Scepticisme conernant l'interdiction des pratiques commerciales déloyales dans la chaîne alimentaire

Scepticisme conernant l'interdiction des pratiques commerciales déloyales dans la chaîne alimentaire

La Commission européenne s'attaque aux pratiques commerciales déloyales, afin de garantir plus de sécurité aux agriculteurs et PME, mais EuroCommerce est sceptique : "L'agriculteur ne gagnera pas un cent de plus."

"Position de négociation non équitable"

Les petits acteurs dans la chaîne d'approvisionnement alimentaire sont particulièrement "vulnérables aux pratiques commerciales déloyales" exercées par des partenaires, estime la Commissions européenne. Non seulement ils ont une position plus faible dans les négociations, mais de plus ils ont trop peu d'alternatives pour vendre leur produit.
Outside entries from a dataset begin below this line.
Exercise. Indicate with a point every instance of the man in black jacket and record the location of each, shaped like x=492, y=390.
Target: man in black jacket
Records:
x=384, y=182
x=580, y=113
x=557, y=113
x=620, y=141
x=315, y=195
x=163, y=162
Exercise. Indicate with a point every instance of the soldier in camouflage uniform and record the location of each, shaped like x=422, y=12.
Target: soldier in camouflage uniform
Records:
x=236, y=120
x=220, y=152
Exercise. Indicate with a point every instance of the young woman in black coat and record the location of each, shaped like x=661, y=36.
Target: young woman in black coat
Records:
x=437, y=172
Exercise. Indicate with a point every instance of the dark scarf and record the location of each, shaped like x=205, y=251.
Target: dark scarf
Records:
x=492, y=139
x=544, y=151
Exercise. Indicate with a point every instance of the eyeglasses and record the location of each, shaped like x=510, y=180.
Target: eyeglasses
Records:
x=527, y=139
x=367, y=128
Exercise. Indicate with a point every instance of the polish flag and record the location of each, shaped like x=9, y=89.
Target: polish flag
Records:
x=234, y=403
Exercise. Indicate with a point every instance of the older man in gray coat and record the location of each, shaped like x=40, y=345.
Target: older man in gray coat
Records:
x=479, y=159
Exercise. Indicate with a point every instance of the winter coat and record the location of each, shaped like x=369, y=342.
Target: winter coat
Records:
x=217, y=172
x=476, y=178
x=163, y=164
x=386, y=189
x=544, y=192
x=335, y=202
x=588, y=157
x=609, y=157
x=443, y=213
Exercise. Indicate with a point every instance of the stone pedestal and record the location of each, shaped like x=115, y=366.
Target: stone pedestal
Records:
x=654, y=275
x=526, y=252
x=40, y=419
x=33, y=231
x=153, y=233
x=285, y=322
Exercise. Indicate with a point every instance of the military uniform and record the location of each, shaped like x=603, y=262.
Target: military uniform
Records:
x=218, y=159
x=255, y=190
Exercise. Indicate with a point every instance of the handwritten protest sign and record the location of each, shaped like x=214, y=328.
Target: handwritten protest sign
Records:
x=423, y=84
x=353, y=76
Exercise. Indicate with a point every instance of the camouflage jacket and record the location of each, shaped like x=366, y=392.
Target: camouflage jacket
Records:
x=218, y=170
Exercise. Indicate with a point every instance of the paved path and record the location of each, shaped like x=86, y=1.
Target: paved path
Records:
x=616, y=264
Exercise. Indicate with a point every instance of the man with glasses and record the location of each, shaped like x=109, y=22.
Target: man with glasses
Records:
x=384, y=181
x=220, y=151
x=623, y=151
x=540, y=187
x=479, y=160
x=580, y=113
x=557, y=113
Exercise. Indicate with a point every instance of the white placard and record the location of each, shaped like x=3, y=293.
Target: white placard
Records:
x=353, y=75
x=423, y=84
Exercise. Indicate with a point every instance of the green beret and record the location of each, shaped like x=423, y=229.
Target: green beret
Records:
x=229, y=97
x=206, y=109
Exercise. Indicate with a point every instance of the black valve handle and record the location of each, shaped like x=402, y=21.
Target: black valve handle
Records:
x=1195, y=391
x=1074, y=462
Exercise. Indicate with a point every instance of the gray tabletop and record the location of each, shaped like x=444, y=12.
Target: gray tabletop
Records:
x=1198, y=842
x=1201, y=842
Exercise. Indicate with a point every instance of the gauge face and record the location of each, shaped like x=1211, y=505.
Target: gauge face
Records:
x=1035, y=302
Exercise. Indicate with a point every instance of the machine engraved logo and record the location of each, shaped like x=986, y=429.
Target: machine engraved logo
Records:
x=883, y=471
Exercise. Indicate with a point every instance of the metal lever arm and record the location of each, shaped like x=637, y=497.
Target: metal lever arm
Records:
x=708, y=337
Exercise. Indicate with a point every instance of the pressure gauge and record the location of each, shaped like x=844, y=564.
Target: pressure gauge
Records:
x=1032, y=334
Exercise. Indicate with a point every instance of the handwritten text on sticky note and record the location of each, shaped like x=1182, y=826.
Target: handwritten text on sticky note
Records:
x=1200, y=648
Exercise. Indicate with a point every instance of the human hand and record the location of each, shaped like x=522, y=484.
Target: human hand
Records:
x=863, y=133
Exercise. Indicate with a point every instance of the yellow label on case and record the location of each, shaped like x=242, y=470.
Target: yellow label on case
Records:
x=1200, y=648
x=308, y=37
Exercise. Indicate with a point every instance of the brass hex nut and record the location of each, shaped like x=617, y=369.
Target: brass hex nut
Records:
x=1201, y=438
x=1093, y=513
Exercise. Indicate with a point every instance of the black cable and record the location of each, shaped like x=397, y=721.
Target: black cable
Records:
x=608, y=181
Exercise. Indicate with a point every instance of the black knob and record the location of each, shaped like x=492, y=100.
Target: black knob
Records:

A terme cela risque d'ébranler leur viabilité économique.

 

"L'initiative que nous prenons aujourd'hui d'interdire les pratiques commerciales déloyales a pour objectif de renforcer la position des producteurs et petites et moyennes entreprises de la chaîne d'approvisionnement alimentaire", explique le Commissaire européen à l'Agriculture, Phil Hogan.

 

"En fixant des normes minimum et en renforçant leur application, cette proposition garantira à ces acteurs du marché d'affronter la concurrence sous des conditions équitables et contribuera donc à l'efficacité globale de la chaîne", souligne Jyrki Katainen, commissaire européen aux Affaires économiques et monétaires.

 

Pratiques interdites

Une fois la proposition de la Commission européenne définitivement approuvée, certaines pratiques seront strictement interdites, notamment : les paiements tardifs concernant des denrées alimentaires périssables, les annulations de commandes en dernière minute, les modifications unilatérales ou rétroactives des contrats, le fait d'obliger le fournisseur à rembourser les produits gaspillés.

 

D'autres pratiques ne seront permises qu'à condition qu'elles aient été convenues en termes clairs et univoques entre les parties, entre autres :  le renvoi par l'acheteur de denrées alimentaires invendues au fournisseur; le fait qu'un fournisseur doive verser une avance à l'acheteur pour obtenir ou maintenir un accord d'approvisionnement portant sur des denrées alimentaires; le financement, par le fournisseur, de la promotion ou de la commercialisation des produits alimentaires vendus par l'acheteur.

 

EuroCommerce sceptique

En Belgique le Boerenbond estime qu'il s'agit "d'une étape modeste, mais symbolique". Par contre selon EuroCommerce, qui représente les retailers et grossistes au niveau européen, "une loi n'est pas la solution". L'organisation est sceptique concernant la propostion européenne et la nécessité d'une telle initiative.

 

"La Commission n'a pas démontré de manière convaincante qu'il existe en problème structurel ou qu'une loi européenne est nécessaire pour solutionner ce problème", réagit Christian Verschueren, directeur général d'EuroCommerce, dans le Financial Times.

 

Selon Neil McMillan, director Political Affairs and Trade, "une loi au niveau européen n'aidera pas les agriculteurs à gagner ne serait-ce qu'un cent de plus pour leur dur labeur, mais par contre les prix risquent d'augmenter dans les magasins. Pour solutionner les problèmes des agriculteurs il vaudrait mieux qu'il y ait une meilleure organisation, une meilleure gestion des risques et un dialogue entre tous les acteurs de la chaîne alimenaire. Notre secteur veut jouer un rôle actif afin d'aider les agriculteurs à cultiver les produits pour lesquels les consommateurs sont prêts à payer."